Standing from the bed I followed behind him at a pace that was slow. It was like I was marching to my own death as I walked to the car and in a way I felt like I was marching to my own death. I would die by seeing zac, though really dying by Zac would be good, just not good that it would be because he was upset.
Getting in the car once I reached it, I buckled up and looked out the window as Austin started the car and drove. He knew the way to the office like the back of his hand, after all every time I would come here to be Zac's fallback fuck when Kate was being a bitch I would bring Austin with me. That was how he had gotten so close to Isaac.
Before I knew it Austin was parking in front of the office and I was feeling that sick feeling again. Unbuckling my selt belt I noted that my hands were shaking.
"I can't do this," I said out loud. I hadn't meant to say that out loud and my words made Austin close his door which he had already opened.
"Care," he said as he turned to look at me. I couldn't face his stare so I just stared ahead at the building that would be where I died at. "You can't be scared to go in there just because Zac is in there," he said his voice sounding like he knew in advance that things would be okay.
"But Tay said he was an emotional wreck," I stated as I still avoided Austin's stare. I could be a coward at times and this was one of those times.
"And Taylor is a known liar," Austin muttered before he opened the car door again. Seeing him walk out of the car from the corner of my eye I took a deep breath and got out as well.
Walking behind Austin again I went into the office. Being greeted by Isaac standing there as if he was waiting on us I rolled my eyes as he pulled Austin away from me. I was hoping to stay as close to Austin as possible. At least then maybe I would be okay.
Sticking my hands in the pockets of my jeans I began the slow walk down the familiar hallway that lead to the office the boys shared. I could feel myself getting dizzy and my heart starting to race. I wasn't prepared for this, I really truly wasn't prepared.

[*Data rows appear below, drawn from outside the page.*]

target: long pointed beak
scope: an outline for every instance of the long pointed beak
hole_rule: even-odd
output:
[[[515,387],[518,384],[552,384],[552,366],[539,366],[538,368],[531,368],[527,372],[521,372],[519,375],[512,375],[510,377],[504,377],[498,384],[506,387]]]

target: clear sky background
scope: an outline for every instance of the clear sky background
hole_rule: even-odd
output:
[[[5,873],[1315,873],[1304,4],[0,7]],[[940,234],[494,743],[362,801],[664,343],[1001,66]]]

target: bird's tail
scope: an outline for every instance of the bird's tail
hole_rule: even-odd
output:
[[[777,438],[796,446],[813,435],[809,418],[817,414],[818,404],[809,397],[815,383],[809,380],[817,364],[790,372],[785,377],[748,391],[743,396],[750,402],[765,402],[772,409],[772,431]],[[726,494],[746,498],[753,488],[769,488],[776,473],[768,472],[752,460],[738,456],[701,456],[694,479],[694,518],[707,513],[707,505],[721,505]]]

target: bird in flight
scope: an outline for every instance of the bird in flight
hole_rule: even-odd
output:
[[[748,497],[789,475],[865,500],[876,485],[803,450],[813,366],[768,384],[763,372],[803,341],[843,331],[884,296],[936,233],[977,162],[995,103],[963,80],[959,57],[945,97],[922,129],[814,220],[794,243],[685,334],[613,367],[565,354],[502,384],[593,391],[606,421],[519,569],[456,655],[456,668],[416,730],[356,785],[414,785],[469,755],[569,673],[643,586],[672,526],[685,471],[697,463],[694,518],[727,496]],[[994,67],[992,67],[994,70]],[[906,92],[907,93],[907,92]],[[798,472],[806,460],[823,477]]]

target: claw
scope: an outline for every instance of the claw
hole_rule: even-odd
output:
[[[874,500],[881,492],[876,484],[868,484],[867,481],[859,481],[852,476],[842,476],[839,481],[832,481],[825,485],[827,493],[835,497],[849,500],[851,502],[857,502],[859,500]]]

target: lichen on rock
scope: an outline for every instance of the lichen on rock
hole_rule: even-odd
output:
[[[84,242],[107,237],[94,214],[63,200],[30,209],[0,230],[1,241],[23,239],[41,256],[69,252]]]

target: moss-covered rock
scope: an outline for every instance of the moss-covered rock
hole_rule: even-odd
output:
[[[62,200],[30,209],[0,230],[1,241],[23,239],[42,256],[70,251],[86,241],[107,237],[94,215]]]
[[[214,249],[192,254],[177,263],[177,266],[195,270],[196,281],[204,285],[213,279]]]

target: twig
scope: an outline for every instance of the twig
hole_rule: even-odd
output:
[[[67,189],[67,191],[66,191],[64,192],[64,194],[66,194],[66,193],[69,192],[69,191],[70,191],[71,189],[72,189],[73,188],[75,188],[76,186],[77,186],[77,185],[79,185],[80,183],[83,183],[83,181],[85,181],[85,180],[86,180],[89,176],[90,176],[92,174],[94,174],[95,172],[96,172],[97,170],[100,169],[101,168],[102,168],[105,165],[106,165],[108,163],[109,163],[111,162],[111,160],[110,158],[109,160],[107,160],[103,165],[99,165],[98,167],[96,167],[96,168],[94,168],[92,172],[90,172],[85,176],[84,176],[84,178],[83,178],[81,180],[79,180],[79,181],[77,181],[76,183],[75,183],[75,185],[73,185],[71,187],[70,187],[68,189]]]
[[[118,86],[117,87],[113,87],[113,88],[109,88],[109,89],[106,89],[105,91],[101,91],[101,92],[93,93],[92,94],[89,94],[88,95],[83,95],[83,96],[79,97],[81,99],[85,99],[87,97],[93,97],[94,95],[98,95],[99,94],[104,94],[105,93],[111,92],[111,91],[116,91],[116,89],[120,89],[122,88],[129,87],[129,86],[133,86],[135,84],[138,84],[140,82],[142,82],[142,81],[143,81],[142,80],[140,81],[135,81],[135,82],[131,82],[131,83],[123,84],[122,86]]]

"Come on Care, you can do this," I whispered to myself once I reached the closed door that held their office. Slowly reaching out I put my hand on the knob and turned it. When the door opened though all I could do was freeze at the sight in front of me. I did want to die but for entirely different reasons than before.
"What the hell," I heard myself finally say and after the words were out of my mouth I watched as Taylor who had been on the floor servicing Zac pulled away. He had a deer in the headlights look. They had obviously not planned on getting caught though in my opinion I thought they should have locked the door if they hadn't wanted that.
Swallowing I mustered my pride as I looked at Zac. His face resembled Taylor's as well, to an extent, besides the deer in the headlights look I was swear I saw confusion and a tad bit of hurt, "Fuck," I muttered as I looked away from him and headed down the hallway and soon out of the office. I couldn't get back in the car since Austin had the keys so I was stuck walking down some Tulsa sidewalk.